O time dos que acham que deve ficar tudo como está e que Mendes inventou moda tem Fernando Schüler, Merval Pereira, Carlos Andreazza, Davi Alcolumbre, Rafael Mafei (professor de Direito da PUC/SP) e quase toda a direita, não só a bolsonarista.
Parte da esquerda, por achar às vezes que tem algumas coisas das almas lindamente liberais e excessivamente republicanas, concorda com os que questionam Mendes. Um argumento usual dessa turma: um dia tudo isso pode se virar contra nós.
Nós quem, companheiro? O raciocínio, bastante egocêntrico porque seus autores se consideram relevantes como vozes políticas, parte do pressuposto de que devemos considerar sempre que, daqui a algum tempo, tudo vai se inverter, e Alexandre de Moraes, Gilmar Mendes e até Flávio Dino podem nos “perseguir”.
É como argumentam: eles vão nos pegar. Os mais alarmistas dizem que o que for alterado agora, como Mendes deseja, estará no futuro a serviço do ativismo do STF para o bem e para o mal. As esquerdas verão em pouco tempo o erro que cometeram com o esquerdismo de Mendes e Moraes.

Antigamente, dizia-se que esses alarmistas tocavam nas bandas das cassandras, da turma do “olha só que eu estou avisando”. Se acontecer algo parecido com os alertas, podem comemorar: eu avisei.
É um raciocínio de um simplismo típico da direita. Mas podem se acalmar, porque não: Moraes não irá enquadrar as esquerdas do jeito que enquadra o fascismo.
Moraes defendeu a democracia, levando com valentia a eleição até seu desfecho em 2022, enquadrou os golpistas e os condenou à prisão, com a ajuda dos votos da Primeira Turma do STF.
É improvável que políticos ou pessoas comuns, que não se dediquem a projetos golpistas (como os manés de 8 de janeiro se dedicaram), à máfia das emendas e à cumplicidade com o crime organizado e com milicianos, possam ser enquadradas por ministros do Supremo.
Por que seriam?

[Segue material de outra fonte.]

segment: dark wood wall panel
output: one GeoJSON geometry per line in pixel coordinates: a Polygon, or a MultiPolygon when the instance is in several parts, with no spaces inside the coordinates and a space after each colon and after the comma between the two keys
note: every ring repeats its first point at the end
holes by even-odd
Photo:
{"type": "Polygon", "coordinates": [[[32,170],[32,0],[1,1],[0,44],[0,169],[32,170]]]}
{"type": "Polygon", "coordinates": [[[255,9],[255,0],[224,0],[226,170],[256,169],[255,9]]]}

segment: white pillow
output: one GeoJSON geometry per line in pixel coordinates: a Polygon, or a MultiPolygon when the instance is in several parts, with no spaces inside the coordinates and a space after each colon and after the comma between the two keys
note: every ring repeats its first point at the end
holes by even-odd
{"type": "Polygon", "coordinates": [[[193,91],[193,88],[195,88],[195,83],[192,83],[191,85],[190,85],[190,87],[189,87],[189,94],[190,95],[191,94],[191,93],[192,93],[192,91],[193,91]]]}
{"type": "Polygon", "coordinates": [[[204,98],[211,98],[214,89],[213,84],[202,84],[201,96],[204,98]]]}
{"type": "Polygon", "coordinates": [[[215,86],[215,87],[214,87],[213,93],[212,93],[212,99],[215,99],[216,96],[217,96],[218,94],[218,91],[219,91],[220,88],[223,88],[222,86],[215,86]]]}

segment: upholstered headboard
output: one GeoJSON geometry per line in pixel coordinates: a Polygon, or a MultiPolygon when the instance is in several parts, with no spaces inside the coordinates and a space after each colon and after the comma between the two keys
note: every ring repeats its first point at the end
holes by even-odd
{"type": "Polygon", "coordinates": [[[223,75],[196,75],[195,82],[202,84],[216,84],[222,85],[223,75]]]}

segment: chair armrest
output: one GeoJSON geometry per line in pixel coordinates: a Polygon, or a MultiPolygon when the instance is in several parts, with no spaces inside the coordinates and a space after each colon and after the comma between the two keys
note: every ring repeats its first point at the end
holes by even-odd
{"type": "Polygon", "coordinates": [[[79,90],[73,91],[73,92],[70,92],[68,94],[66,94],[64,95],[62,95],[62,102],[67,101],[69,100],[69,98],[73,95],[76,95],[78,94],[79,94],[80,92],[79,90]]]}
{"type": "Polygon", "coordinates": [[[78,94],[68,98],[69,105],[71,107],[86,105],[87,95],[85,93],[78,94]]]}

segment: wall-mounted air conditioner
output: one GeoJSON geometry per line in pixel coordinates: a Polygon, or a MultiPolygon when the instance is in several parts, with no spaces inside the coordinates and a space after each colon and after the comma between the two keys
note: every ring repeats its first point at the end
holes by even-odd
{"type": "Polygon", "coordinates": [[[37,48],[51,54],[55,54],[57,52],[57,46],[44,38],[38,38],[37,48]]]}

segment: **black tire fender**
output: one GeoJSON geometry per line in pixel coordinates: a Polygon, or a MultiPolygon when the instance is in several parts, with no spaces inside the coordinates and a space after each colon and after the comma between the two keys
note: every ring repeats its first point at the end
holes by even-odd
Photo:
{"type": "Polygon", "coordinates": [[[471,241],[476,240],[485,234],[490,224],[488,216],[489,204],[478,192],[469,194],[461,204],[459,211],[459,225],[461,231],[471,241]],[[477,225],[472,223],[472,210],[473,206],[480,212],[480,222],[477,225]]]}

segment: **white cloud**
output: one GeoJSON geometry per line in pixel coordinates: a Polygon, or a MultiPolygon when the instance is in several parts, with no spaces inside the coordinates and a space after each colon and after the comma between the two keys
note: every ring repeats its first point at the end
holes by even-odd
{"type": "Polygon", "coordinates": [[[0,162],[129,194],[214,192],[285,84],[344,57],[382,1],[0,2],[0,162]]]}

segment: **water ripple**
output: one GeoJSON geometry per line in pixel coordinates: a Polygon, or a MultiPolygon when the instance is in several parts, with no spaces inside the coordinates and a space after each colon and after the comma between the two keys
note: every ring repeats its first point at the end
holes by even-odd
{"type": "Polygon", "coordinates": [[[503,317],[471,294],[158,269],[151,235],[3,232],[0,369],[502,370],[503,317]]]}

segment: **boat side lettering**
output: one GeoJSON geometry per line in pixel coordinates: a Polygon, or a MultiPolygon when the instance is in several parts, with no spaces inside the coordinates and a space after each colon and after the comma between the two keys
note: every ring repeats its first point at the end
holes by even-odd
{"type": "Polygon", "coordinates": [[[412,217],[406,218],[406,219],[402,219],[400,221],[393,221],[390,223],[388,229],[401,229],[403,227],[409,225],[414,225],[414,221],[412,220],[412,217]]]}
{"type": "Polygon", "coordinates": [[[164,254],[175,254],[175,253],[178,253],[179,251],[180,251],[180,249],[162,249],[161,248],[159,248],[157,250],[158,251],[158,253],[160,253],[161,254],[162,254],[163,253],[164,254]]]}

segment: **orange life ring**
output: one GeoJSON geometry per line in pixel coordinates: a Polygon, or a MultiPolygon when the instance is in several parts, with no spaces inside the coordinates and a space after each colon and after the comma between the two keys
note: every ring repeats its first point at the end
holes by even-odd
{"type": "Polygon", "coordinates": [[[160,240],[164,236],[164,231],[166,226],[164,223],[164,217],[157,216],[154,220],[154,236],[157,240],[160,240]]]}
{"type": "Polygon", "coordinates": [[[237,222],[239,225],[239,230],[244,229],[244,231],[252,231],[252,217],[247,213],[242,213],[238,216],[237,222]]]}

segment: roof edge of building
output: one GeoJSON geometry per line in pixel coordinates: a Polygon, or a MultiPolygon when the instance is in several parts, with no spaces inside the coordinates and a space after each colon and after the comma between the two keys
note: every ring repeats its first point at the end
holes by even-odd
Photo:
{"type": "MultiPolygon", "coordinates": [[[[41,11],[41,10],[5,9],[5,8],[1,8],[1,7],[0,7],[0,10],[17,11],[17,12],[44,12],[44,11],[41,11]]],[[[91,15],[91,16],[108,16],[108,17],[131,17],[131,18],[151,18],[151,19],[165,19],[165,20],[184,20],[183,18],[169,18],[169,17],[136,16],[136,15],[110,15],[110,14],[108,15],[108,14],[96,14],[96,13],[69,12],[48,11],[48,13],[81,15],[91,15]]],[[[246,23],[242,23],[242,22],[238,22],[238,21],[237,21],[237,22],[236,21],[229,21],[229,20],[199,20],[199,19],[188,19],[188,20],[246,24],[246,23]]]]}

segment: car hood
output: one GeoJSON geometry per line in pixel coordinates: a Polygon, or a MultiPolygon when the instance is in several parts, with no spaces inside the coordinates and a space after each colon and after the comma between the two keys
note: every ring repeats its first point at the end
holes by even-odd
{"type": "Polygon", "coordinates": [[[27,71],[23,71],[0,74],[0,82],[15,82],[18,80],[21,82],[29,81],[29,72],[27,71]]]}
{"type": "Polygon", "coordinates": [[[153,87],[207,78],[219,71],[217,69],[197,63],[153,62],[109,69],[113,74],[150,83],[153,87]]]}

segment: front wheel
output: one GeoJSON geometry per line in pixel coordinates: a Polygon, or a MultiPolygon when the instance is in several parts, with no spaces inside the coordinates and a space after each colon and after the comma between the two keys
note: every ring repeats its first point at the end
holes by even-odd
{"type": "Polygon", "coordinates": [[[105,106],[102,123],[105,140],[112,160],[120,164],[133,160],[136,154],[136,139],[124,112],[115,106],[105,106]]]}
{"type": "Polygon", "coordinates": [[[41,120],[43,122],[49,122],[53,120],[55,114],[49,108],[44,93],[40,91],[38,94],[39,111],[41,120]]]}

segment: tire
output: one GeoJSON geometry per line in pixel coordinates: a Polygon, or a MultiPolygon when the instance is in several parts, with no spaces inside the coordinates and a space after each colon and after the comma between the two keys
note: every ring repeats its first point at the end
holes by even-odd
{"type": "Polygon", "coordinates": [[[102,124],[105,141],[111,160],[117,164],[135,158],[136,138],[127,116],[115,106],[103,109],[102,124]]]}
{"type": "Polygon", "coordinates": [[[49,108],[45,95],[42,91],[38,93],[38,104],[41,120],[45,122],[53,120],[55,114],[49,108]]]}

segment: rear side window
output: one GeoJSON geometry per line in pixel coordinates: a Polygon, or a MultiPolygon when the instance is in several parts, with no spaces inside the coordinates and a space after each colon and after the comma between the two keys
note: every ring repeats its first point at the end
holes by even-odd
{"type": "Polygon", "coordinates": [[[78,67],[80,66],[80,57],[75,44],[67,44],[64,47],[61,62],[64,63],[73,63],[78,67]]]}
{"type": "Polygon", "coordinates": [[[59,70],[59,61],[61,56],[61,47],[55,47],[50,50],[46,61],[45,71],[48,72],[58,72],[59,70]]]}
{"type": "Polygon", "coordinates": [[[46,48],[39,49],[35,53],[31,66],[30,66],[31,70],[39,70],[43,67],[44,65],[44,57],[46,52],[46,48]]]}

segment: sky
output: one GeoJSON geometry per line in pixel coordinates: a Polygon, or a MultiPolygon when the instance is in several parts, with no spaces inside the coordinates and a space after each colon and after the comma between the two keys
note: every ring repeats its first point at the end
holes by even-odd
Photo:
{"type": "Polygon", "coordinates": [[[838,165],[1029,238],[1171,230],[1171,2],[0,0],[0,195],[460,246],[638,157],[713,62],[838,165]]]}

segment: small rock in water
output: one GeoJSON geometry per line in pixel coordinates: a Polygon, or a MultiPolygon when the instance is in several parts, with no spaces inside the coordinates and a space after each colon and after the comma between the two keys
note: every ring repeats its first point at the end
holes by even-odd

Os ministros de Bolsonaro seriam uma ameaça às esquerdas? O que eles, com dois votos (mais a ajuda de Fux), poderiam fazer, diante de uma maioria declaradamente antifascista, para “nos pegar”?
Alguns lembram o cerco da Lava Jato a Lula, para tentar criar equivalências, mas os desatinos do lavajatismo são de outro departamento, e nesse caso o STF foi cúmplice pela omissão. Não há comparação.
Parem com a conversa da autocontenção de André Mendonça. Relaxem um pouco, desfrutem do esforço para cercar o bolsonarismo também nos estados, e não vejam Moraes como o velho do saco. Deixem os delírios persecutórios para os fascistas.